I regolamenti europei definiscono l'agricoltura biologica come un "sistema globale" che si basa sull'interazione tra le migliori pratiche ambientali, un alto livello di biodiversità, la salvaguardia delle risorse naturali, l'applicazione di criteri rigorosi in materia di benessere degli animali, in grado di ottenere così prodotti che rispondono alla domanda di maggiore qualità e garanzia a lungo termine espressa dai consumatori.

L'obiettivo principale dell'agricoltura biologica, così come sancito dall'Unione Europea, è stabilire un sistema di gestione sostenibile per l'agricoltura che:

  • rispetti i sistemi e i cicli naturali e mantenga e migliori la salute dei suoli, delle acque, delle piante e degli animali e l'equilibrio tra di essi;
  • assicuri un impiego responsabile dell'energia e delle risorse naturali come l'acqua, il suolo, la materia organica e l'aria;
  • rispetti criteri rigorosi in materia di benessere degli animali, soddisfacendo le loro specifiche esigenze comportamentali.

La produzione biologica, continua il regolamento europeo, mira a produrre un'ampia varietà di alimenti di alta qualità con procedimenti che non danneggino l'ambiente, la salute umana, la salute dei vegetali, la salute e il benessere degli animali.

Nelle aziende agricole biologiche è escluso l'uso di OGM (organismi geneticamente modificati) e dei prodotti derivati o ottenuti da OGM.

Non si utilizzano fertilizzanti chimici di sintesi, ma si mantengono e potenziano la vita e la fertilità naturale del suolo con opportune pratiche agricole (rotazione e consociazione delle colture, sovesci, fertilizzazione con sostanza organica).

Gli allevamenti devono essere legati alla terra: in agricoltura biologica non sono ammessi allevamenti di tipo industriale con gli animali sempre chiusi nelle stalle: ogni azienda può ospitare un numero di capi ben determinato in base alla superficie che ha a disposizione.

La salute degli animali è tutelata stimolando le loro difese naturali e non ricorrendo a farmaci preventivi (chiaramente, vaccini a parte), il loro benessere è perseguito grazie al rispetto delle esigenze specifiche delle specie; in caso di necessità le cure si effettuano essenzialmente con omeopatia e fitoterapia.
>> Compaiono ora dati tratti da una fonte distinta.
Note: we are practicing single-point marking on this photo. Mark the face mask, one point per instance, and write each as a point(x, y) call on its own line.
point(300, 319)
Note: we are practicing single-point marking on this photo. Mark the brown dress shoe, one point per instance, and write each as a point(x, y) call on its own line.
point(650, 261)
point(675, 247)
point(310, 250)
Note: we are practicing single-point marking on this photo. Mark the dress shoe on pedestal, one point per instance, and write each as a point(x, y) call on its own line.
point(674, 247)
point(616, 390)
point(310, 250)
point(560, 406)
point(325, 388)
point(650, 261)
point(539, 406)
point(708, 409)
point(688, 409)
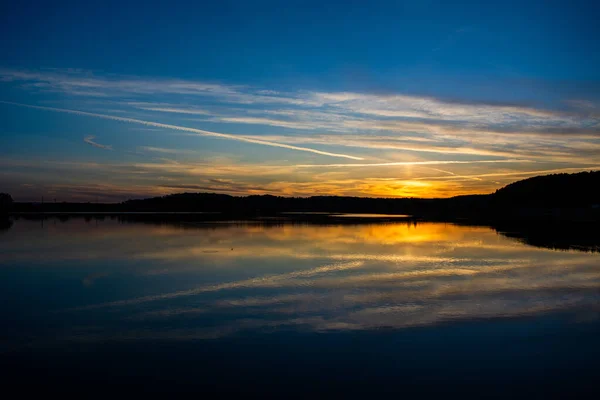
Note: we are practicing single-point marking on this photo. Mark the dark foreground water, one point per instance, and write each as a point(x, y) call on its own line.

Non ci sono né gabbie né batterie, hanno accesso al pascolo e la loro alimentazione è a base di foraggi e mangimi biologici.

Le stesse tecniche a basso impatto ambientale e in un'ottica di benessere complessivo sono usate anche nella trasformazione dei prodotti: è rigorosamente escluso l'uso di coloranti, edulcoranti sintetici, esaltatori di sapidità e di altri additivi e ausiliari di fabbricazione non necessari.